0
votes

I built an autoencoder with some convolutional layers, a fully connected layer in the middle and some deconvolutional layers. I use Atari Frames as input (210x160x3 dimension). My problem at the moment is that I can only process squared images (same side length on all sides). When I use the original side lengths this error occurs:

UserWarning: Using a target size (torch.Size([30, 3, 210, 160])) that is different to the input size (torch.Size([30, 3, 158, 158])). This will likely lead to incorrect results due to broadcasting. Please ensure they have the same size.
  return F.mse_loss(input, target, reduction=self.reduction)

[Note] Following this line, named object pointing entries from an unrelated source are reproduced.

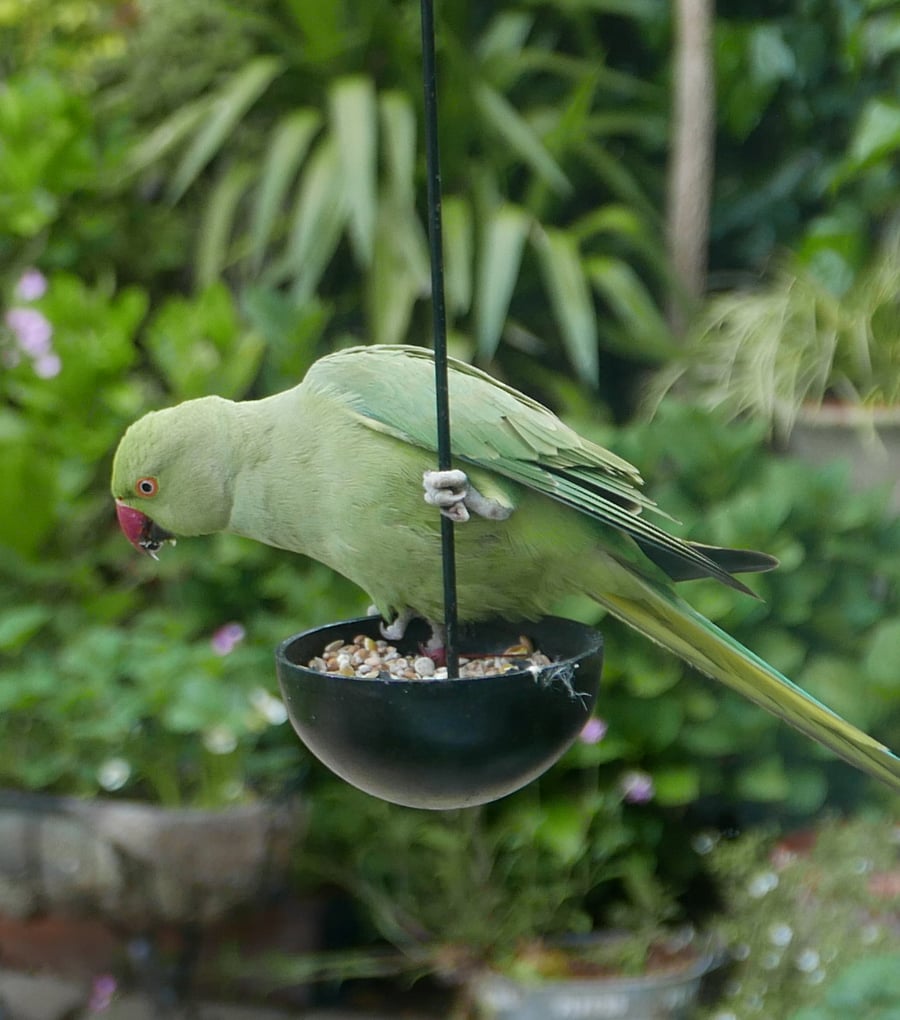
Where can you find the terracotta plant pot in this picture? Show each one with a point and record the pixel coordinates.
(668, 992)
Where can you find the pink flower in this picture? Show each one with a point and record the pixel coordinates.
(32, 285)
(33, 330)
(593, 731)
(227, 638)
(637, 786)
(102, 990)
(47, 366)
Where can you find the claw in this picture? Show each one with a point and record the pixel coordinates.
(455, 497)
(397, 628)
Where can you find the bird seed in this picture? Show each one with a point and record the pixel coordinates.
(369, 659)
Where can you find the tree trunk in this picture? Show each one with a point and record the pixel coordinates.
(691, 157)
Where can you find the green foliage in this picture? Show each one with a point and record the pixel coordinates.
(527, 863)
(809, 930)
(792, 343)
(827, 618)
(807, 155)
(46, 154)
(291, 191)
(112, 678)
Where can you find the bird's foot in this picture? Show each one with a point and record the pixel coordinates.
(397, 627)
(436, 647)
(457, 499)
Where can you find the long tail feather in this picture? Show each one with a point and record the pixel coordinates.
(669, 621)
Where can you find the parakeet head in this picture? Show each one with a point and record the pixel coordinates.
(172, 471)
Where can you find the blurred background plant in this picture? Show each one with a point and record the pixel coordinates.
(810, 921)
(204, 196)
(785, 347)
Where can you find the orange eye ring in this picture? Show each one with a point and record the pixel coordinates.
(146, 488)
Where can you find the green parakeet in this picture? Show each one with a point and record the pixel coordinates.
(334, 468)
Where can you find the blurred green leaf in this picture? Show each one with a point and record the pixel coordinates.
(503, 238)
(217, 223)
(19, 624)
(764, 780)
(290, 143)
(645, 332)
(316, 222)
(354, 120)
(223, 111)
(522, 140)
(458, 254)
(883, 659)
(570, 298)
(877, 136)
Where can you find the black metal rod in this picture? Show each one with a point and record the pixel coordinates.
(442, 389)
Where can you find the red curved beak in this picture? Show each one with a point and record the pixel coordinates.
(141, 531)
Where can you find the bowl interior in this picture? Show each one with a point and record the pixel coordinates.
(444, 743)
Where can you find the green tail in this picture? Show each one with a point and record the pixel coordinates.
(669, 621)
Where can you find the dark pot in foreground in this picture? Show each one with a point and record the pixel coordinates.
(444, 743)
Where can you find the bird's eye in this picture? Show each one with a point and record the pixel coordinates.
(146, 487)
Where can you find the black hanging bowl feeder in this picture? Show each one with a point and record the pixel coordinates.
(449, 743)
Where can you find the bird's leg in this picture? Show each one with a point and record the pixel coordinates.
(436, 647)
(455, 497)
(397, 627)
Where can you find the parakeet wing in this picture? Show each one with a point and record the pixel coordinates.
(494, 426)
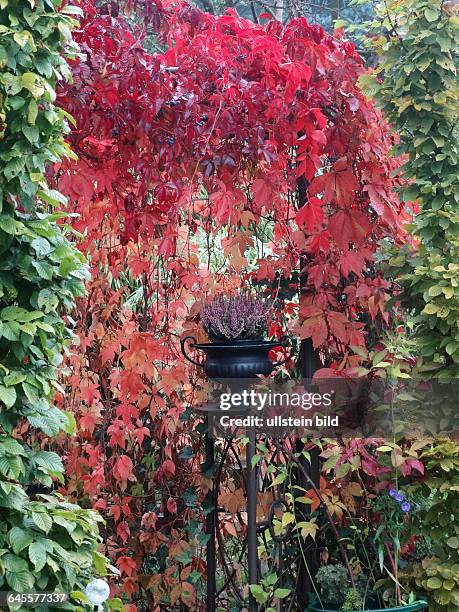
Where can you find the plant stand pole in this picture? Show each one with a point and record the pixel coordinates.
(211, 553)
(252, 544)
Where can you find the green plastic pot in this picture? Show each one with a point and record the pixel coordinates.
(417, 605)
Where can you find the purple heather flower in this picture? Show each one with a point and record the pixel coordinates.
(240, 316)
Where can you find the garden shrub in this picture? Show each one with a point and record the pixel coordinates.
(46, 544)
(416, 86)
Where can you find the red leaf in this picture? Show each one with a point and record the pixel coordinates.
(311, 215)
(349, 226)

I think the problem originates in the change from linear to the deconv Layer, because the tensor size always gets quadratic:

Linear: torch.Size([30, 1000]) Deconv: torch.Size([30, 1000, 1, 1])

However, I want a torch.Size with the shape like: torch.Size([30,1000,11,8]) in the deconv layer.

I am pretty sure there is a simple solution but I didn't find it yet.

Code snippet of the forward function:

    def forward(self, x):
        x = F.relu(self.conv1(x))
        x = F.relu(self.conv2(x))
        x = F.relu(self.conv3(x))
        x = F.relu(self.conv4(x))

        x = x.view(x.size(0), -1)
        x = torch.sigmoid(self.lv(x))
        x = x.unsqueeze(-1).unsqueeze(-1)

        x = F.relu(self.deconv1(x))
        x = F.relu(self.deconv2(x))
        x = F.relu(self.deconv3(x))
        x = F.relu(self.deconv4(x))
        x = F.relu(self.deconv5(x))
        return x

Thank you so much in advance!

1

1 Answers

0
votes

I solved it! This line:

x = x.view(x.size(0), -1, 11, 8)

instead of:

x = x.unsqueeze(-1).unsqueeze(-1)

will do the job.